Комб указал, что большая афродизия Изабеллы еще более опасна из-за малой величины осмотрительности и скрытности, расположенных над ушами по сторонам черепа; это наводило на мысль, что Изабелла склонна к импульсивности и нескромности. Возможно, больше всего вызывала тревогу малая величина органа благоговения: макушка у Изабеллы была приплюснута, из чего вытекал недостаток почтения к земным и небесным властям. То есть Изабелла была не только сексуально озабочена, но также безразлична к закону, религии и морали.
Однако Комб определил два участка на голове Изабеллы, указывавшие на сильную жажду хорошего мнения других: любовь к похвале и привязчивость были у нее больше обычного размера. Любовь к похвале виднелась в полных, широких неровностях на затылке в верхней части черепа. Комб заявил, что эта склонность часто больше развита у женщин и французов, равно как и у собак, мулов и обезьян. Изабелла предположительно стремилась доставить удовольствие и нуждалась в защите от тщеславия, честолюбия, жадности до похвал. Ее хорошо развитая привязчивость — чуть ниже любви к похвале и также типично крупнее у женщин, чем у мужчин — указывала на стремление Изабеллы к установлению прочной привязанности, иногда к неподходящим предметам или людям. Для иллюстрации качеств этой части мозга Комб процитировал четверостишие Томаса Мора:
Френология научила Изабеллу, что за неистовство характера — приступы желания и отчаяния — отвечают конфликтующие отделы ее мозга. Она предложила Изабелле научное обоснование ее эмоциональных затруднений и план самоисправления. Йозеф Галль обещал, что его новая наука «объяснит двойственного человека, существующего внутри вас, и причину, по которой ваша предрасположенность и ваш интеллект… так часто противятся друг другу». Расшифровывая свой нрав, Изабелла надеялась исправить его, призывая более высокие способности — умственные и нравственные чувства — обуздывать и контролировать неуправляемые части ее мозга. Она преисполнилась решимости освободиться от «любви к себе», привитой ей в юности, и сделаться «разумной, избегать крайностей, владеть собой».

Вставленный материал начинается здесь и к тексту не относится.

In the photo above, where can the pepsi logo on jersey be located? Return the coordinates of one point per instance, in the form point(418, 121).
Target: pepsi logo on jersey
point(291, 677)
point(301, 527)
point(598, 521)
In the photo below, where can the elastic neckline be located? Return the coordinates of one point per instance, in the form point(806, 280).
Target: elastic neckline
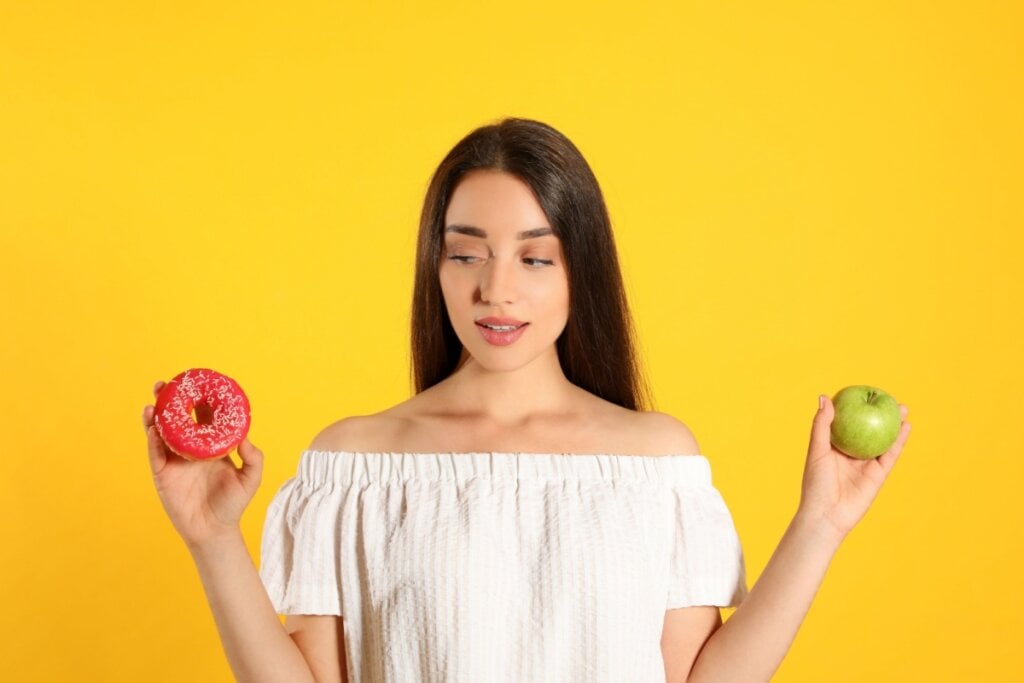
point(342, 467)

«Я могу только желать и стремиться к совершенствованию», написала Изабелла в своем дневнике в феврале 1852 года, хотя и признавала, что, «имея пылкие чувства, повышенную любовь к похвале, негармонично развитый ум и несчастье изначально плохого образования», находила это «необычайно трудным». Френология предполагала, что люди, с одной стороны, обладают способностью управлять заблудшей частью своей натуры, а с другой — являются беспомощными животными организмами, отданными на милость собственной физиологии. Изабелла часто попадала в рабство к своему деформированному мозгу. «Я понятия не имею, как измениться хоть каким-то образом, — написала она. — Мое сердце цепляется за тех, кто не может мне помочь, и отвергает тех, кого мне следовало бы любить. Помоги мне, Боже! Какую бесполезную и несчастную жизнь я веду, как сильно недовольна собой и однако же упорствую во зле».
Писательницы Энн и Шарлотта Бронте разделяли веру Изабеллы во френологию. Героиня романа Энн «Хозяйка Уилфелл-Холла» замечает впадину на макушке у своего неразборчивого алкоголика-мужа, там, где должен находиться орган благоговения: «Голова выглядела достаточно правильной, но когда он положил мою ладонь себе на макушку, я почувствовала впадинку среди кудрей, тревожно глубокую, особенно в центре». Героиня принадлежащей перу Шарлотты книги «Джейн Эйр. Автобиография» (1848) убеждает, что всем человеческим существам «нужно развивать свои способности». Подобно Изабелле, Джейн движима страстями. «Кто будет порицать меня? Без сомнения, многие. Меня назовут слишком требовательной. Но что я могла поделать? По натуре я человек беспокойный, неугомонность у меня в характере, и я не однажды страдала из-за нее»[40]
.Френологи, в отличие от других мыслителей-ученых, считали, что чувства и принуждения у мужчин и женщин по сути похожи. «Предполагается, что женщине присуще спокойствие, — говорит Джейн Эйр, — но женщины испытывают то же, что и мужчины»[41]
.Джордж Дрисдейл и Эдвард Лейн оставались близкими друзьями, пока Изабелла жила в Эдинбурге. Они совершали прогулки по городу или к морю, вдвоем или в компании их друга Роберта Чемберса. Летом 1851 года все трое отплыли из Гулля в Швецию, в жестокий шторм, чтобы увидеть полное солнечное затмение. «Зрелище было жуткое», описывал один из компании, «черное солнце, окруженное бледным ореолом и подвешенное в небе мрачного свинцового оттенка». Эдвард Лейн измерил точную продолжительность затмения с помощью переносного хронометра, темнота была настолько полной, что ему пришлось зажечь свечу, чтобы снять показания времени.